• How to build a Recommendation System in a graph database using a Latent Factor Model
  • Changran Liu
  • The Nuggets translation Project
  • Permanent link to this article: github.com/xitu/gold-m…
  • Translator: Prince Stuart
  • Proofreader: TrWestdoor, LSvih

How to use cryptic semantic model to build recommendation system in graph database

What is a recommendation system?

Recommendation systems are arbitrary scoring systems that predict individual choice preferences based on available data. Recommendation systems are used for services as diverse as video streaming, online shopping and social media. Typically, the system makes recommendations based on a user’s prediction of how an item will be rated. Recommendation system can be divided into two aspects, that is, using information and forecasting model.

Figure 1 (image courtesy of the author). This sample dataset includes two users: Alice and Bob, two movies:Toy StoryandIron manAnd three scores (solid line).
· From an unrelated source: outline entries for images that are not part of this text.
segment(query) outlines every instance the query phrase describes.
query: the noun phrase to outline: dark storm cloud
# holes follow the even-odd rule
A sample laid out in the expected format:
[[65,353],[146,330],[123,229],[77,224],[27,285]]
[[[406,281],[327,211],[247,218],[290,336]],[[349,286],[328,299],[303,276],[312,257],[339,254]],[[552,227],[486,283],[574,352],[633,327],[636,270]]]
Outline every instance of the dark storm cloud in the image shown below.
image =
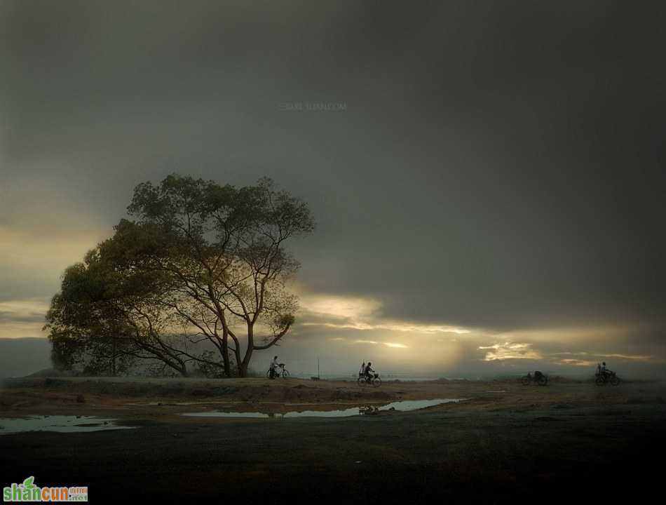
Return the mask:
[[[313,292],[496,329],[663,323],[660,2],[0,9],[1,225],[66,207],[54,226],[110,233],[142,180],[266,175],[313,208]],[[320,102],[345,108],[285,107]]]

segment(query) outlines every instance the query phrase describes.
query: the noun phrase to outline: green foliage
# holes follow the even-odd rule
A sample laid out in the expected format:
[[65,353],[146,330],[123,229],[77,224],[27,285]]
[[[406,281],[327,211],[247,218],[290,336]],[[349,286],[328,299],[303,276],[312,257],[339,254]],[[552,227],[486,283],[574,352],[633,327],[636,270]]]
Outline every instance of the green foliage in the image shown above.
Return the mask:
[[[100,373],[122,369],[122,358],[182,374],[193,362],[206,375],[247,374],[252,351],[294,323],[285,282],[299,264],[284,243],[314,229],[306,204],[269,179],[236,188],[172,175],[140,184],[128,211],[134,220],[64,272],[47,314],[54,363]],[[217,356],[173,344],[179,334],[208,339]]]

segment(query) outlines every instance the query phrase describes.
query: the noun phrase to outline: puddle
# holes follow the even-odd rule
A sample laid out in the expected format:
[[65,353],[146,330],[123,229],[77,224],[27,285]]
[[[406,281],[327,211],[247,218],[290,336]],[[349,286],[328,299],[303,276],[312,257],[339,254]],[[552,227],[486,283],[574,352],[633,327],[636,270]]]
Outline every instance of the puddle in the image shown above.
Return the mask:
[[0,435],[22,431],[102,431],[103,430],[132,429],[134,426],[121,426],[115,419],[95,416],[27,416],[0,419]]
[[301,412],[288,412],[285,413],[276,413],[268,412],[224,412],[214,410],[212,412],[189,412],[181,415],[191,417],[241,417],[241,418],[278,418],[285,417],[351,417],[361,415],[367,415],[379,410],[395,410],[398,412],[409,412],[419,409],[433,407],[442,403],[451,403],[463,401],[465,398],[437,398],[436,400],[406,400],[405,401],[393,402],[381,407],[358,406],[337,410],[302,410]]

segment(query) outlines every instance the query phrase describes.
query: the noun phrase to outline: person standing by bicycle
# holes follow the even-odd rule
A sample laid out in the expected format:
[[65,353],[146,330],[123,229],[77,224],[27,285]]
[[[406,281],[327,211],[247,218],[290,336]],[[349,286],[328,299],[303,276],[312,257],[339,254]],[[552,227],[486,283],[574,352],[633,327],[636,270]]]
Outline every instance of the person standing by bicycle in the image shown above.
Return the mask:
[[367,381],[369,381],[370,379],[372,378],[372,375],[371,374],[374,372],[374,370],[372,370],[372,368],[370,366],[372,364],[372,363],[368,361],[367,365],[365,365],[365,371],[363,375],[365,375],[365,379]]
[[273,356],[273,359],[271,361],[271,378],[275,379],[276,375],[278,375],[276,368],[279,366],[278,363],[278,356]]

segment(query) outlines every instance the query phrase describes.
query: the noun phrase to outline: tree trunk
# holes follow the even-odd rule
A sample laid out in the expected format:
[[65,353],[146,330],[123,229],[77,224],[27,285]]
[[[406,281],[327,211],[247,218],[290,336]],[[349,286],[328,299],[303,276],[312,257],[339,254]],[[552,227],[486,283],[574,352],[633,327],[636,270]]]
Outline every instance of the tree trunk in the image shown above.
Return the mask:
[[224,364],[224,375],[227,377],[231,377],[229,364],[229,335],[226,330],[222,330],[222,361]]
[[247,376],[247,368],[250,366],[250,361],[252,358],[252,351],[254,350],[254,325],[252,323],[247,323],[247,349],[245,350],[245,356],[243,358],[243,363],[240,365],[238,373],[240,377]]

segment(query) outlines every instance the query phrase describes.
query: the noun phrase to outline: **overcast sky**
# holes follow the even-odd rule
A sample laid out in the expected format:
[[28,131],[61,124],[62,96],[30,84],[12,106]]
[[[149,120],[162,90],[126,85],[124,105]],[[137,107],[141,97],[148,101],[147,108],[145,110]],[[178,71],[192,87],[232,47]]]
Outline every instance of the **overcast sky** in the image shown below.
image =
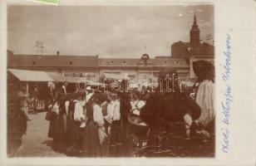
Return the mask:
[[[214,36],[214,7],[199,6],[11,6],[7,48],[15,54],[139,58],[170,56],[175,42],[189,42],[196,12],[201,39]],[[41,54],[41,52],[40,52]]]

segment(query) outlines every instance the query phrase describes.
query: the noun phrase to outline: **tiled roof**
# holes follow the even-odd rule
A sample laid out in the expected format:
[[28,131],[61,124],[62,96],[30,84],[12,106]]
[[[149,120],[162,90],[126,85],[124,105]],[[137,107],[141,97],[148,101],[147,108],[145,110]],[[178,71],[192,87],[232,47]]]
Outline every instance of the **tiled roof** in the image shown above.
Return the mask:
[[97,67],[96,56],[8,55],[7,66]]

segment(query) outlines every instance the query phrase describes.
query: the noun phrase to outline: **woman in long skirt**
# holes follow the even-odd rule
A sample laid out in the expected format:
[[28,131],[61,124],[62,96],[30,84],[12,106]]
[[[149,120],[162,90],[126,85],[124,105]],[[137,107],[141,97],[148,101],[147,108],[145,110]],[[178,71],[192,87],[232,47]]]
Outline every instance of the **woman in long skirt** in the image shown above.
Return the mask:
[[87,124],[83,132],[82,156],[102,157],[106,134],[104,128],[104,119],[101,112],[101,103],[104,96],[95,94],[86,105]]

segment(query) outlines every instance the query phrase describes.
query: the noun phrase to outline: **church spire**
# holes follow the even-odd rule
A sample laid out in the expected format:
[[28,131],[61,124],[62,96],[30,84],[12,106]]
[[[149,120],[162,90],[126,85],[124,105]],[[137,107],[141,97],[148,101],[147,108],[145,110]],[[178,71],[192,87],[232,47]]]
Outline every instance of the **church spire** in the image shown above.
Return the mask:
[[190,30],[190,42],[199,44],[200,42],[200,30],[197,25],[196,14],[194,15],[194,22]]
[[196,22],[196,15],[195,15],[195,12],[194,12],[194,22],[193,22],[193,26],[198,27],[198,26],[197,26],[197,22]]

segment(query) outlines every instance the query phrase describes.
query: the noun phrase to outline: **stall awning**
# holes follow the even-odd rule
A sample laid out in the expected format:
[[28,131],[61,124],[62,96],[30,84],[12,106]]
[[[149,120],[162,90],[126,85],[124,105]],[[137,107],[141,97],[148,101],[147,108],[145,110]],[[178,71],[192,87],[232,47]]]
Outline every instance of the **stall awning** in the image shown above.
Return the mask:
[[53,81],[53,80],[44,71],[26,71],[18,69],[8,69],[14,76],[21,81]]
[[[57,82],[69,82],[69,83],[77,83],[79,81],[83,81],[85,78],[81,77],[70,77],[70,76],[61,76],[57,75],[50,75],[49,76]],[[81,81],[82,82],[82,81]]]
[[126,74],[104,73],[103,77],[113,80],[130,80]]

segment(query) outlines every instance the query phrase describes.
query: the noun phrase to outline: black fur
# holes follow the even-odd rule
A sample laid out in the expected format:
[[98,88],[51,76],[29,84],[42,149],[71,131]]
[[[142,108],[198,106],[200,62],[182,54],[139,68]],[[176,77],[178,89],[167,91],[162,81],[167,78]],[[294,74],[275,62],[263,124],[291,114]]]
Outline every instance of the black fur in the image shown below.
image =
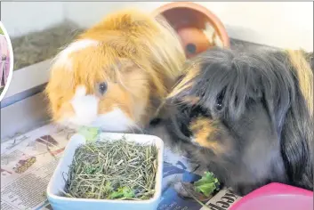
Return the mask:
[[[169,101],[175,143],[240,195],[273,182],[312,190],[313,118],[288,55],[211,49],[194,64],[200,68],[189,67],[199,69],[191,85]],[[200,101],[190,105],[186,96]],[[214,138],[232,149],[215,155],[192,144],[197,116],[218,120]]]

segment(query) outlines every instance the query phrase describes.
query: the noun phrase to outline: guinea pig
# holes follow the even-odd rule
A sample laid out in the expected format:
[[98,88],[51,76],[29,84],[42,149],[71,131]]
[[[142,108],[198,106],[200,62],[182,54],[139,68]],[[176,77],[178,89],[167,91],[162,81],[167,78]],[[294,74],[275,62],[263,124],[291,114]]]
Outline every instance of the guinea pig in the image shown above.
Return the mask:
[[141,131],[158,116],[184,61],[179,36],[161,17],[109,14],[54,58],[45,89],[52,121]]
[[169,94],[173,144],[243,196],[270,182],[313,190],[313,72],[298,51],[213,48]]

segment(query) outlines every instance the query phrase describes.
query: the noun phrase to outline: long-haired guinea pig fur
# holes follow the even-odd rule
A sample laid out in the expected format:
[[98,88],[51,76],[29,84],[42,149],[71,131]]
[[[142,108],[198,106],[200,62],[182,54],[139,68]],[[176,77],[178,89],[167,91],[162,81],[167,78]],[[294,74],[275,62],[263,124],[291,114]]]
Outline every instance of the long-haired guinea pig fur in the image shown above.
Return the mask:
[[168,101],[175,144],[239,195],[275,182],[313,190],[313,72],[302,52],[211,49],[186,68]]
[[54,59],[45,93],[54,122],[109,132],[141,130],[181,74],[179,36],[161,17],[113,12]]

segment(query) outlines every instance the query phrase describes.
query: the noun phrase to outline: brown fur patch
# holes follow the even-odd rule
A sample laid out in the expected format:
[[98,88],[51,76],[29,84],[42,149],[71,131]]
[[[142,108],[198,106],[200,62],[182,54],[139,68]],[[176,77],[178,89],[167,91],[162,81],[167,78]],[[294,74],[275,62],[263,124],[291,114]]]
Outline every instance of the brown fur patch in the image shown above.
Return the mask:
[[[151,98],[162,101],[185,61],[175,32],[164,20],[137,10],[111,13],[78,36],[97,45],[73,52],[67,60],[57,56],[45,93],[54,121],[73,115],[69,101],[83,85],[100,97],[99,114],[118,106],[133,121],[146,124],[154,110]],[[97,84],[108,83],[98,94]],[[162,104],[162,102],[160,102]]]
[[296,69],[299,85],[307,101],[310,116],[313,115],[313,71],[306,61],[302,51],[288,50],[292,65]]
[[224,146],[214,139],[217,132],[219,132],[216,121],[205,117],[197,117],[191,122],[190,130],[195,141],[199,146],[210,149],[216,154],[225,152]]

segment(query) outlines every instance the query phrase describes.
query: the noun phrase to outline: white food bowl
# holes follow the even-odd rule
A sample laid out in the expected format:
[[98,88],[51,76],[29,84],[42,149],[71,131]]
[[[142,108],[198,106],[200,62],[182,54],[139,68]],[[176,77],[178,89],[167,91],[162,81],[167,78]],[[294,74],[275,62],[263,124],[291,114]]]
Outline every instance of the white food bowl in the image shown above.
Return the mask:
[[63,157],[59,162],[47,187],[48,200],[53,210],[154,210],[157,208],[162,191],[164,142],[160,138],[153,135],[114,133],[102,133],[100,135],[100,139],[118,140],[123,136],[128,141],[155,144],[157,148],[157,170],[154,197],[142,201],[71,198],[63,197],[61,190],[64,190],[65,182],[68,179],[67,174],[68,173],[69,166],[72,164],[75,151],[80,145],[86,143],[86,140],[83,135],[75,134],[67,145]]

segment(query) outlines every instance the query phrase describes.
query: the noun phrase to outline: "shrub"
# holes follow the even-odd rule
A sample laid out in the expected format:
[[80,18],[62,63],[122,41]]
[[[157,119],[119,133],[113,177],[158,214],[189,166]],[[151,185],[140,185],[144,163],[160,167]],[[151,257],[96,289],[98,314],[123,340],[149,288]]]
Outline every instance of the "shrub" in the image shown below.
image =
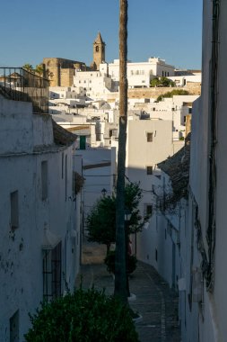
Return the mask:
[[31,320],[27,342],[138,342],[128,307],[94,289],[43,302]]
[[[109,273],[115,274],[115,251],[109,252],[104,259],[107,266],[107,270]],[[136,268],[137,259],[135,256],[127,256],[127,272],[131,274]]]

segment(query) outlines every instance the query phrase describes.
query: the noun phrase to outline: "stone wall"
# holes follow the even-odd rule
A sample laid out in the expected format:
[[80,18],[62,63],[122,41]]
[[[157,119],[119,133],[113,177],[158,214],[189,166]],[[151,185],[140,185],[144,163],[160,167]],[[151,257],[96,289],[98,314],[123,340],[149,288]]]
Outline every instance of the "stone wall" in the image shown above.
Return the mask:
[[83,62],[58,58],[45,58],[43,64],[49,86],[72,86],[74,70],[86,70],[87,68]]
Each user and movie uses their attributes as tags.

Content filtering vs collaborative filtering

Content filtering and collaborative filtering are the two most important recommendation methods. The difference between them is that the information required for prediction is different. Figure 1 shows a set of movie rating data and some tags for users and movies. Note that the user-rated movie data here is derived from the graph structure: the user and the movie are the vertices of the graph, and the ratings are the edges of the graph. In this case, the content filtering method leverages the tag attributes of the movie and the user. By checking the tag, we learned that Alice is a huge fan of Marvel movies, and Iron Man is a Marvel movie, so the Iron Man series is a good recommendation for her. A specific example of a content filtering scoring system is TF-IDF, which is used to sort document searches.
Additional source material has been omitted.